As dementia becomes more severe and physical, sensory, and cognitive skills continue to decline, bathing can become more difficult. A person with severe dementia may do some things that are extremely frustrating to a caregiver. They may hide soiled underwear, hand feces to the caregiver, or wipe feces off their hands onto clothing or furniture. A person may resist help, fail to remove clothes before voiding, or void in inappropriate places. A person with dementia may stop drinking liquids to decrease the frequency of urination. This can lead to constipation and urinary tract infections, creating a difficult and vicious cycle of dehydration, infection, and incontinence.
In the severe stage, a person may or may not be able to walk without assistance but, due to sensory changes and decreased vision, may have difficulty locating or recognizing the bathroom. This probably won’t stop them from trying, increasing the risk of falls. Caregivers can find this stage extremely frustrating and stressful—partly because more physical help and direct oversight are needed, and partly because more time is spent cleaning up accidents.
Techniques and strategies used by caregivers to manage toileting and incontinence in a person with dementia typically start with reminders to go to the toilet on a regular basis. As dementia progresses, other techniques are needed such as adult diapers, bedside commodes, and direct help from the caregiver. Assistive equipment is critical to promote independence and to decrease the amount of lifting for the caregiver.

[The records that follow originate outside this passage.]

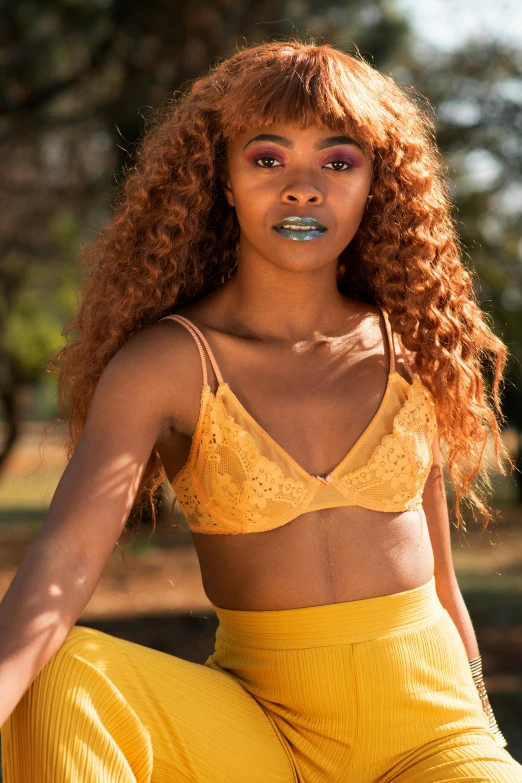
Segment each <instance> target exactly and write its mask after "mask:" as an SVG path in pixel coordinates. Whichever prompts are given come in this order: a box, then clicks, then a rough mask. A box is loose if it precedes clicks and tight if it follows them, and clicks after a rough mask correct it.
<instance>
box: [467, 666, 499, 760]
mask: <svg viewBox="0 0 522 783" xmlns="http://www.w3.org/2000/svg"><path fill="white" fill-rule="evenodd" d="M469 666H470V669H471V674H472V677H473V682H474V683H475V685H476V687H477V691H478V694H479V696H480V701H481V702H482V709H483V710H484V712H485V713H486V715H487V718H488V720H489V727H490V729H491V731H492V732H493V734H494V736H495V742H496V743H497V745H500V747H501V748H505V747H506V746H507V741H506V739H505V738H504V736H503V735H502V732H501V731H500V729H499V727H498V726H497V721H496V718H495V716H494V714H493V710H492V708H491V704H490V703H489V699H488V694H487V691H486V686H485V683H484V678H483V675H482V656H480V655H479V657H478V658H473V660H471V661H469Z"/></svg>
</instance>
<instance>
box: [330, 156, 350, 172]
mask: <svg viewBox="0 0 522 783" xmlns="http://www.w3.org/2000/svg"><path fill="white" fill-rule="evenodd" d="M331 163H341V164H342V165H344V166H347V167H348V168H346V169H332V171H349V170H350V169H353V163H352V161H351V160H346V159H345V158H338V159H337V160H329V161H328V162H327V163H325V166H329V165H330V164H331Z"/></svg>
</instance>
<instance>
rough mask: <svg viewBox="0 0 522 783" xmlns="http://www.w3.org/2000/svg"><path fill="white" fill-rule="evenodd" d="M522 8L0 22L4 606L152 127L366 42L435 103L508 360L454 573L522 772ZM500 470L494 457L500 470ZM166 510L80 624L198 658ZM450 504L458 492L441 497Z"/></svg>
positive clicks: (383, 57) (487, 298)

An example of a bathroom with grab bars, shower chair, and floor-to-ceiling transfers poles for a woman with moderate to severe dementia who could walk with assistance. Nearly to the end of her life, she was able to safely go from her bed to the toilet without assistance. The pole next to the chair provided balance for transfers and dressing. The pole next to the sink was installed because she tended to swing onto the toilet as soon as she got close, rather than stepping and turning. Prior to installing the sink pole, she broke a lower rib when she hit the corner of the cabinet during a transfer. The bathroom door was removed for wheelchair access, allowing her to safely stand or sit at the sink for grooming. Source: Author.
To make it easier for a person with dementia to find and use the toilet, clear the path to the bathroom and keep the bathroom door open so the toilet is visible. Make the toilet safe and easy to use by raising the toilet seat, installing grab bars, and using nightlights to illuminate the bedroom and bath.
- Place (flat, non-skid) colored rugs on the bathroom floor.
- Consider a portable commode or urinal for nighttime use.
- Remove plants, wastebaskets, and other objects that could be mistaken for a toilet.
- Remove slippery throw rugs.
- Use glow-in-the-dark tape to create a clear path to the toilet.
Incontinence can be related to a medical problem such as urinary tract infection, constipation, or prostate problems. It can also be associated with diabetes, stroke, Parkinson’s disease, and physical disabilities that prevent the person from reaching the bathroom in time. Medications and diuretics (drugs that increase urination) can also cause incontinence. Sleeping pills and anxiety-reducing drugs that relax the bladder muscles, and drinks such as soda, coffee, and tea can cause incontinence (Alzheimer’s Association, 2023b).